Labelbox Integration¶

This document describes how to create Deep Lake datasets from Labelbox annotations. The API also allows you to update the dataset with new annotations.

Prerequisites¶

python -m pip install labelbox

Supported Labelbox Ontologies¶

Video Ontology
Image Ontology

Video Ontology¶

For video ontolgy, python av library is used to extract frames from videos.

python -m pip install av

Uploading videos for annotation to Labelbox¶

Deeplake supports uploading videos to Labelbox using the Labelbox API.

from deeplake.integrations import create_labelbox_annotation_project

client = labelbox.Client(api_key=LABELBOX_API_KEY)

files = [] # list of video urls, can be all local or all remote.

# connect the ontology to the project
ontology = client.get_ontology('ontology_id_from_labelbox')

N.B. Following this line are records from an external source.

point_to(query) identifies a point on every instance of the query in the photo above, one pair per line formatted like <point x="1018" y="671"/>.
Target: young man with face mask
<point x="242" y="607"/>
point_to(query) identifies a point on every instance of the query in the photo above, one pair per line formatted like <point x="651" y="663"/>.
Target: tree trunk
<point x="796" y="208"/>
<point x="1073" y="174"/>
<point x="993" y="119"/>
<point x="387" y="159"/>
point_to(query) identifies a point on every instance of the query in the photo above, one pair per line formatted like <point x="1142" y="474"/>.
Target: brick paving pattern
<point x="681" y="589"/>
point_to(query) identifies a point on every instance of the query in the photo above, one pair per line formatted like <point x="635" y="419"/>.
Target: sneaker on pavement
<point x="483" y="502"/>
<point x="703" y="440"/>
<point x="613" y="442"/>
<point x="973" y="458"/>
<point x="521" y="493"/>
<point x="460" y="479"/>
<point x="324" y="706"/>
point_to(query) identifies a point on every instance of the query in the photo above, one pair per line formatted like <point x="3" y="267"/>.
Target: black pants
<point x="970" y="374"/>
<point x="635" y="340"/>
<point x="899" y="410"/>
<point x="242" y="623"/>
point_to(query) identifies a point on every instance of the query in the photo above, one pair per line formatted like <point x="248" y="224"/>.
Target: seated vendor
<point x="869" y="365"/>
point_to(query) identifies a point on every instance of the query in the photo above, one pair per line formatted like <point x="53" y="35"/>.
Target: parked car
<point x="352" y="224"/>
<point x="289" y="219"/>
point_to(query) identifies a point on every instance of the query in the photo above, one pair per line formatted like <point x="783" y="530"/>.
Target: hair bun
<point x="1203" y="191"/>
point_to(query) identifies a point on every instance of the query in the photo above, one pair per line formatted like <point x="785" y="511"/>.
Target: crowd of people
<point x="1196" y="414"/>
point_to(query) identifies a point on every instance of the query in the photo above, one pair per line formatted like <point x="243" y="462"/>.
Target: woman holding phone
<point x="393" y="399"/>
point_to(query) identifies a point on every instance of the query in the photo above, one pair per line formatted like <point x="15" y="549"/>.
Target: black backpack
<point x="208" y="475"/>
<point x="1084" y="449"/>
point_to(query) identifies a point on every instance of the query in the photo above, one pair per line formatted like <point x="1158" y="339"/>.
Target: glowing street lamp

# create annotation project in labelbox
create_labelbox_annotation_project(files, 'dataset-for-deeplake-tests', 'project-for-deeplake-tests', LABELBOX_API_KEY, lb_ontology=ontology)

Creating a dataset from an annotated Labelbox project¶

To create a dataset from an annotated Labelbox project, you can use the following code:

from deeplake.integrations import (
    create_dataset_from_video_annotation_project,
    converter_for_video_project_with_id
)

# the path where we want to create the dataset
ds_path = "mem://labelbox_connect_test"

# the project id of the labelbox project that we want to create the dataset from
project_id = get_project_id()

# we pass the url presigner in cases when the videos are in cloud storage (
# for this case azure blob storage) and the videos were added to labelbox with their integrations functionality.
# the default one tries to use labelbox api to get the non public remote urls.
def url_presigner(url):
    sas_token = "<your azure token here>"
    # the second value is the headers that will be added to the request
    return url.partition("?")[0] + "?" + sas_token, {}

# create the dataset, this will extract the frames from the videos and create the dataset.
# the project_json is a json file that contains the project information from labelbox which we can reuse during the labels fetching.
ds, project_json = create_dataset_from_video_annotation_project(
    ds_path,
    project_id,
    LABELBOX_API_KEY,
    url_presigner=url_presigner,
)

# commit the dataset
ds.commit("create dataset")

# define the dataset provider
# the dataset provider can be used to update do some other operations on the dataset, before the annotations are applied.
def ds_provider(p):
    # we need to keep p (labelbox project name) with the ds path in case we need to refetch labeles.
    # this step is completely optional, we just need to be able to load the correct dataset for refetching labels.
    # our refetching example will be using the same mapping to retrieve the ds_path from the project name.
    with open(f'{project_id}_mapping.json', 'w') as f:
        import json
        json.dump({p: ds_path}, f)
    try:
        # create a new branch , where all the annotations will be stored.
        # the main branch will be intact.
        ds.branch("labelbox")
    except:
        pass
    return ds.branches["labelbox"].open()

# create the converter
converter = converter_for_video_project_with_id(
    project_id,
    ds_provider,
    LABELBOX_API_KEY,
    group_mapping={"raster-segmentation": "mask"},
    project_json=project_json,
)

# generate the annotations
ds = converter.dataset_with_applied_annotations()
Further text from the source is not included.